The speed Miike works at shows (and perhaps the speed that he works on, as well). He’s adept at making human beings look like cartoons come to life, but he shies away from anything in terms of complex cinematography or a thoughtful approach to his subject matter. Luckily, author Ryu Murakami loaded his novel Audition with enough substance that the film version seems to have retained most of it. But Miike’s mood and feel is so erratic it takes away from one’s enjoyment of the film. Still, the film creeps up on you, making good use of humor and later use of surreallism to throw you off guard. And then it hits you with some of the goriest stuff this side of Dead Alive (especially in the sound department). I won’t give you any examples because I don’t want to spoil it.

Did I mention that this is a comedy? In fact, it’s a very funny satire of men’s objectification of women. It slams into you with the painful humor of author Ryu Murakami’s most biting work.

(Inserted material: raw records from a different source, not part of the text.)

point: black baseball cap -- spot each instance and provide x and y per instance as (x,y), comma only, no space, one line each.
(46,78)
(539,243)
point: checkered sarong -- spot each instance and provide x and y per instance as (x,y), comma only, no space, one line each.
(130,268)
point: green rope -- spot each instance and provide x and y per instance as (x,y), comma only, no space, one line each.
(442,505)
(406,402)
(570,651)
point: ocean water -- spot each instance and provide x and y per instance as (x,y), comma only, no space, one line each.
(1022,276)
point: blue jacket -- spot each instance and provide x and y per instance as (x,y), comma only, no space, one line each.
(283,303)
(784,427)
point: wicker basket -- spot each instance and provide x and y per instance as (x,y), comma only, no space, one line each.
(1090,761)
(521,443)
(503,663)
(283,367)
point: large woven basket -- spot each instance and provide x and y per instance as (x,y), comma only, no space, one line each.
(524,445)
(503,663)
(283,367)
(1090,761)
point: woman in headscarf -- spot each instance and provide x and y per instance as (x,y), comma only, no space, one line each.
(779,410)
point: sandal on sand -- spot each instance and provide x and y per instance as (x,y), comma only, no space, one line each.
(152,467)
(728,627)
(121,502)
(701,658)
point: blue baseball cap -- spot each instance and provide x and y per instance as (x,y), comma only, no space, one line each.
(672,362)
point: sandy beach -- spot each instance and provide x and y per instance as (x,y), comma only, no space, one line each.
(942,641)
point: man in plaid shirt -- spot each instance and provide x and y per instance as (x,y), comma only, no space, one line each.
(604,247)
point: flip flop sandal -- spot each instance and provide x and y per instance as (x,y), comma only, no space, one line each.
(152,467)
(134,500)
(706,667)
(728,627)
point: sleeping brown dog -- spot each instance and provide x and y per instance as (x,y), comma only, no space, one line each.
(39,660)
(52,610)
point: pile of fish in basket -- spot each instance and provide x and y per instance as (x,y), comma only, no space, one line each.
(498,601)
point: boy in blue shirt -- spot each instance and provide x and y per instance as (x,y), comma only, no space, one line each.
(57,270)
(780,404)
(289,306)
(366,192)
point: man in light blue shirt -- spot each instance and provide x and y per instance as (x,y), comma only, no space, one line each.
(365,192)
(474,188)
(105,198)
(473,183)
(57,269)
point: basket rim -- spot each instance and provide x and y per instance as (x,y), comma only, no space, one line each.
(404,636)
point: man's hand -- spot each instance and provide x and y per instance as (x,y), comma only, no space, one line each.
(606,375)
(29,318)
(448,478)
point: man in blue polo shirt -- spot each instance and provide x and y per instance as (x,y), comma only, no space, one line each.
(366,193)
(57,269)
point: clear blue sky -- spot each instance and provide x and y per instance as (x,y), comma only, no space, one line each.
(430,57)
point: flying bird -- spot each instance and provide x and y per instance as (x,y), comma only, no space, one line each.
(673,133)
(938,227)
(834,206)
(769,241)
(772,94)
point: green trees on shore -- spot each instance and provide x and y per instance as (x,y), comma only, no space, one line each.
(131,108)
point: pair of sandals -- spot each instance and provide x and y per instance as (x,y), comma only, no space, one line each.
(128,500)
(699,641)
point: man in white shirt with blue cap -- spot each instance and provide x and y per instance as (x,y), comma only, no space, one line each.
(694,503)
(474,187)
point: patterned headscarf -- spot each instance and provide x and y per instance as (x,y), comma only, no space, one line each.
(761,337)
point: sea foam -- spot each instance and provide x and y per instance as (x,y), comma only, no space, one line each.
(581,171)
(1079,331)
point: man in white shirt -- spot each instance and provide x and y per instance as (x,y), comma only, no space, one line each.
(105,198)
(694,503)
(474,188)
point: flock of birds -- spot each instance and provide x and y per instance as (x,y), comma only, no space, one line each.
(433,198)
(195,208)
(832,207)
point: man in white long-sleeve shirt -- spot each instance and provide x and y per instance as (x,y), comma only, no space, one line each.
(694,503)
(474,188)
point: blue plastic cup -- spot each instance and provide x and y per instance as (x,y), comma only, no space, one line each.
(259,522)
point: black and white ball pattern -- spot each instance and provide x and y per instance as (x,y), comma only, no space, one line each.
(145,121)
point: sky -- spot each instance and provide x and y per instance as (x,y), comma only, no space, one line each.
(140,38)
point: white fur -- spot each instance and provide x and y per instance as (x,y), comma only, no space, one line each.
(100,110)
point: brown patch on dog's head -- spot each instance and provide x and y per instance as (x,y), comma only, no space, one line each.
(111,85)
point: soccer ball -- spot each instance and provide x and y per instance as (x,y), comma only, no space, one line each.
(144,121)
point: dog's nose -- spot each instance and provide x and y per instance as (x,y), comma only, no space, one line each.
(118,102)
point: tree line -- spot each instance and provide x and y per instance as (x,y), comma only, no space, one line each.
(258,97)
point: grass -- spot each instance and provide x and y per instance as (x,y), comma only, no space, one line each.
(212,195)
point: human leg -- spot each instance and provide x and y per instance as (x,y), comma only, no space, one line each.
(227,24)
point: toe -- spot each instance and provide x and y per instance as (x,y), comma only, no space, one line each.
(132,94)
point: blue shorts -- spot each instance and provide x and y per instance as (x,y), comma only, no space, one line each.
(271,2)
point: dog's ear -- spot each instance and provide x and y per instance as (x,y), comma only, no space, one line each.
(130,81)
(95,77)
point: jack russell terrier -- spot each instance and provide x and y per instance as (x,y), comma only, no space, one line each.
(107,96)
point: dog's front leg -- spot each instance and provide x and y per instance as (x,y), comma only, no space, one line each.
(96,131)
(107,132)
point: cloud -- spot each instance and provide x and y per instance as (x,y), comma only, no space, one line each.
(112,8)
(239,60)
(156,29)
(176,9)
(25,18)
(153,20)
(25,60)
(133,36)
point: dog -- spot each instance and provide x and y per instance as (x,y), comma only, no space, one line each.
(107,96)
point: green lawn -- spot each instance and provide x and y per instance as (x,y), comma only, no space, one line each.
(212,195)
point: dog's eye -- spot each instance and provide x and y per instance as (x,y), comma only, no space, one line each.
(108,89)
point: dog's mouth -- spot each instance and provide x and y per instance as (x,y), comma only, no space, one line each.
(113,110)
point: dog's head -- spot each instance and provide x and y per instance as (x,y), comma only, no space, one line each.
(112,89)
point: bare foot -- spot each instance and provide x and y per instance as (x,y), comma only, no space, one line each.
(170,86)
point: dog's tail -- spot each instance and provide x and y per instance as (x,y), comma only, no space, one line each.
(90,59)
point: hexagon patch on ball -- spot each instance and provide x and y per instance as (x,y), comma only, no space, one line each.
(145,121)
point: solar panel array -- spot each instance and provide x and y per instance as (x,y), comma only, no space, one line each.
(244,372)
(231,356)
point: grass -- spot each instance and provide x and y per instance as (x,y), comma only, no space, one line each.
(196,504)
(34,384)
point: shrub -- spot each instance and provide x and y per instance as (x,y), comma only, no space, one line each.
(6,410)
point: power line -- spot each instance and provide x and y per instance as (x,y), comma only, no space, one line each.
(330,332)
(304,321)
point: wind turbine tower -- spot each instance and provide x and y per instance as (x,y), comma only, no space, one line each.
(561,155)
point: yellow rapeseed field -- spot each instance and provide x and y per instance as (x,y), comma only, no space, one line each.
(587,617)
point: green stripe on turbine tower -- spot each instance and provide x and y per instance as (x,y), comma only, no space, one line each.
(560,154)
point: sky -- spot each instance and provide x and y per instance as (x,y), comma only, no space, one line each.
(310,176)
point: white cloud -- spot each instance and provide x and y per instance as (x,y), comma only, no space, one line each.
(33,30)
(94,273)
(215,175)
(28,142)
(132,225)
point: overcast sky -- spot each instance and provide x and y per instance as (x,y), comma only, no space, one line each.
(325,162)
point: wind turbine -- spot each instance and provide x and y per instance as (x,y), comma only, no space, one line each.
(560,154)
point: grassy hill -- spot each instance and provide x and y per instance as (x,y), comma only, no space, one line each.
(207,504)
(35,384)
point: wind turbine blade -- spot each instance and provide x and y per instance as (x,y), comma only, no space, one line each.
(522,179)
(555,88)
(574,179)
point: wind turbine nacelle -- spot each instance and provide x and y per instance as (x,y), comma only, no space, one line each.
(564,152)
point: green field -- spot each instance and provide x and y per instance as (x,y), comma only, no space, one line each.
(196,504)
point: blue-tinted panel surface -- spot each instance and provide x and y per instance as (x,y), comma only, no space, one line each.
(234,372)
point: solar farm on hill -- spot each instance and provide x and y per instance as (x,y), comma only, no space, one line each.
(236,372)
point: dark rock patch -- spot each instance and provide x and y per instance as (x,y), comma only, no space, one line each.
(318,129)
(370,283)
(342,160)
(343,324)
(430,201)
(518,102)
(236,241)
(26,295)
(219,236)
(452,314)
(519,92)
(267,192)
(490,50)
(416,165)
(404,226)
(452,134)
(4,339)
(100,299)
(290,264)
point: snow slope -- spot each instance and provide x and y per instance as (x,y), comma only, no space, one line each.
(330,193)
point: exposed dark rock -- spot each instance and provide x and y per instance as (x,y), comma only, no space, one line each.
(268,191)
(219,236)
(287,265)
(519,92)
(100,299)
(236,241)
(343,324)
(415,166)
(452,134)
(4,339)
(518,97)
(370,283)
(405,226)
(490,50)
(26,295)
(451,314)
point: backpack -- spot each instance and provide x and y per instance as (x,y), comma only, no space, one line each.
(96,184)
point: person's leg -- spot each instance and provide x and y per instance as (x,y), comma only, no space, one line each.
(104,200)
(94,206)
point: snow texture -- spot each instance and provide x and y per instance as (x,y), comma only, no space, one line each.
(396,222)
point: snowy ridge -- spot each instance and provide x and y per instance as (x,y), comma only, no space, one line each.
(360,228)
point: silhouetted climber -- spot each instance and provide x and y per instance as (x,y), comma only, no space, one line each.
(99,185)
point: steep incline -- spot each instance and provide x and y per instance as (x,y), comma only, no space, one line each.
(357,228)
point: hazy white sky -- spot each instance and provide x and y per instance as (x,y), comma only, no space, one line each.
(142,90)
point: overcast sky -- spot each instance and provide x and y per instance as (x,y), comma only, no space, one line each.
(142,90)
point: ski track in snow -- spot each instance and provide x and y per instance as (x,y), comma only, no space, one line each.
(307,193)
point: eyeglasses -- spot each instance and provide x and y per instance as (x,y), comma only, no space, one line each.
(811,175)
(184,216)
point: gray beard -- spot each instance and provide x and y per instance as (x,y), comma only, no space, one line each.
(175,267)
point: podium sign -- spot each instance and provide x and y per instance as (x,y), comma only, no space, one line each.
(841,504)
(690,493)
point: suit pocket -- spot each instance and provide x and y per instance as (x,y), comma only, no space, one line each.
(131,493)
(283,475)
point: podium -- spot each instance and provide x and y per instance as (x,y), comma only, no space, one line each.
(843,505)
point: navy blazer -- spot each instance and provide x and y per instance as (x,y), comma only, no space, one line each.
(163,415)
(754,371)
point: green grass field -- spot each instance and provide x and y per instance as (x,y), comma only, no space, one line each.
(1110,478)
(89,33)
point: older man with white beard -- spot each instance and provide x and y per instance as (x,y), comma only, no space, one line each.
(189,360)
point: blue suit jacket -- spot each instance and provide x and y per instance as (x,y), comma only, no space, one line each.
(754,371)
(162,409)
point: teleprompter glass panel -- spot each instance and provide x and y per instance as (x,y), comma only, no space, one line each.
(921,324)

But it’s funny all the same. And it leaves you feeling weird at the end.

Writer Ryu Murakami was aparently very pleased with director Miike’s treatment of Murakami’s novel. He has made public his desire for Miike to direct an adaptation of his more ambitious epic, Coin Locker Babies. While it hasn’t completely been ruled out, perhaps a letter campaign to one of the big studios backing Miike might be in order; or else, cross your fingers and hope it gets made.